Pour faire ressortir les vices et les inconvénients de l'organisation administrative telle qu'elle existe chez la

plupart des peuples civilisés, il est nécessaire de se proposer un type qui permette de résoudre pratiquement les questions que soulève cette organisation. Or ce type je le prends en Belgique, où la centralisation, moins développée et moins absorbante qu'elle ne l'est en France), par exemple, tient en quelque sorte le milieu entre les pays où domine l'action du pouvoir et ceux où prévaut ce que l'on appelle le self government.

(1) M. Jules Simon a calculé qu'il y avait en France, sur douze millions de citoyens, un demi-million de fonctionnaires : « Il faut y ajouter deux ou trois millions de solliciteurs. Et si l'on pense qu'il se donne chaque année au moins cinquante mille croix demandées, au bas mot, par cinq cent mille personnes; qu'il y a des bourses gratuites dans toutes les écoles publiques; que toutes les affaires départementales et toutes les affaires communales sont soumises à l'approbation du gouvernement; qu'il faut une autorisation pour ouvrir un grand nombre de commerces, une enquête pour fonder une usine, une décision préfectorale ou ministérielle pour obtenir une prise d'eau, une ordonnance pour exploiter une mine, un brevet pour faire usage avec quelque sécurité d'une découverte dont on est l'auteur, un visa de la douane pour exporter ou importer une marchandise, un acquit-à-caution et un passavant pour porter son vin de son pressoir à sa cave, un port d'armes pour avoir un fusil, un permis de chasse pour tuer un lièvre, un passe-port pour sortir de sa commune, un livret pour se présenter dans un atelier, on verra qu'une des plus grandes occupations du peuple français est de demander, un de ses plus grands soucis d'obtenir; qu'il est gouverné, gêné, ou, si l'on veut, administré de tous les côtés et par toutes les mains; que si le fardeau de sa liberté lui pèse, c'est qu'il est vraiment bien déshabitué de la responsabilité et de l'initiative; et que l'idéal des communistes, un couvent ou une caserne, n'est pas si loin de nous en réalité qu'on le croirait au premier abord, quand on prend au pied de la lettre les grands principes de 1789, dont nous remplissons bien innocemment tous nos discours. >> (La Liberté, tome II, chap. Ier, p. 456.)

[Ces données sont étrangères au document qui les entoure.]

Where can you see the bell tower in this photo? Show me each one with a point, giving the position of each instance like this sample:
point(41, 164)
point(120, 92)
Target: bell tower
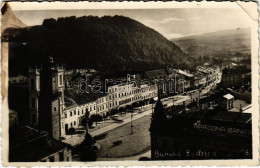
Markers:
point(34, 92)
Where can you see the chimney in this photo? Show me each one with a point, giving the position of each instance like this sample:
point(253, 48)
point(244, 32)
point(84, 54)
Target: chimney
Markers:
point(184, 107)
point(240, 109)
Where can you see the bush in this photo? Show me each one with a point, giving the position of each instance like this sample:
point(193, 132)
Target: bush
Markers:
point(114, 111)
point(72, 130)
point(90, 123)
point(96, 118)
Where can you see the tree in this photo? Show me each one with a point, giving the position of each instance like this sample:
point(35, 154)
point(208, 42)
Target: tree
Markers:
point(121, 109)
point(152, 101)
point(113, 112)
point(96, 118)
point(72, 130)
point(128, 107)
point(135, 104)
point(87, 153)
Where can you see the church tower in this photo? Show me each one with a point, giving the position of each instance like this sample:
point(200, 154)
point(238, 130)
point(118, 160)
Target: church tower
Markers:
point(158, 118)
point(34, 92)
point(47, 98)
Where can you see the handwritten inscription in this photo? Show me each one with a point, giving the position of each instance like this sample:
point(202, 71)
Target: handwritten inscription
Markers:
point(221, 129)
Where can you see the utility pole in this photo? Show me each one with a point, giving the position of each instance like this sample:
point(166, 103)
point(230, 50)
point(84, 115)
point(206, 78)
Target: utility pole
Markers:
point(132, 129)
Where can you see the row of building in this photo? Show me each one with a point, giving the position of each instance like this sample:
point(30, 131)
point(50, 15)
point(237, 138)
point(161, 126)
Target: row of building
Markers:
point(55, 104)
point(56, 109)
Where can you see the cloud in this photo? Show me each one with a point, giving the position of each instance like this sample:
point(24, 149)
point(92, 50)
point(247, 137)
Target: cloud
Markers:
point(194, 18)
point(173, 35)
point(165, 20)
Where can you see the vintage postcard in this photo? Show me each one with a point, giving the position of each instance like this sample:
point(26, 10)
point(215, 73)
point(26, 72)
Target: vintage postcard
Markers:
point(129, 83)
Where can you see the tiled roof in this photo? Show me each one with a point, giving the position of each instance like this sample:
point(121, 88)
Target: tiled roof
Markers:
point(156, 73)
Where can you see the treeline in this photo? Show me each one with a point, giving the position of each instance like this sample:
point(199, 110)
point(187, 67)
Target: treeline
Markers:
point(108, 44)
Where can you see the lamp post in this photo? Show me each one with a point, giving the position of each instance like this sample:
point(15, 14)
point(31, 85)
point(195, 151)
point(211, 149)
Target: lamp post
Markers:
point(132, 131)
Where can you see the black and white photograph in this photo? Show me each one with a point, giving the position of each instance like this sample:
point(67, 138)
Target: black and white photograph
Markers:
point(144, 83)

En Belgique, l'administration est encore régie par des dispositions émanant pour la plupart des gouvernements français et hollandais qui ont occupé le pays au commencement de ce siècle, et dont les éléments ont été accommodés, tant bien que mal, au gouvernement nouveau issu de la révolution de 1830. Toutefois, les lois promulguées en 1836 pour régler les administrations provinciale et communale ont remédié à beaucoup d'égards aux vices de la centralisation française en transportant aux provinces et aux communes certaines attributions réservées auparavant au gouvernement proprement dit. Les règlements émanés du régime hollandais avaient déjà préparé cette utile transformation qui a été complétée depuis avec un certain succès. Mes observations porteront donc principalement sur l'administration centrale. C'est là surtout qu'existent les anomalies, les complications, les superfétations, les lenteurs et les entraves qui ne peuvent être bien appréciées que par ceux qui, nourris dans le sérail, en connaissent les détours. Cet arcane échappe aux regards de la masse des administrés, qui en souffrent et se bornent à s'en plaindre. Le personnel administratif, mieux à même de connaître les abus, se garde bien de les dénoncer et s'abandonne sans trop de remords au courant de la routine. Quant aux chefs, aux ministres, en arrivant au pouvoir l'idée peut leur venir parfois de balayer cette écurie d'Augias, mais ils s'arrêtent bientôt devant les difficultés de la tâche, et la vieille machine continue à se mouvoir comme devant.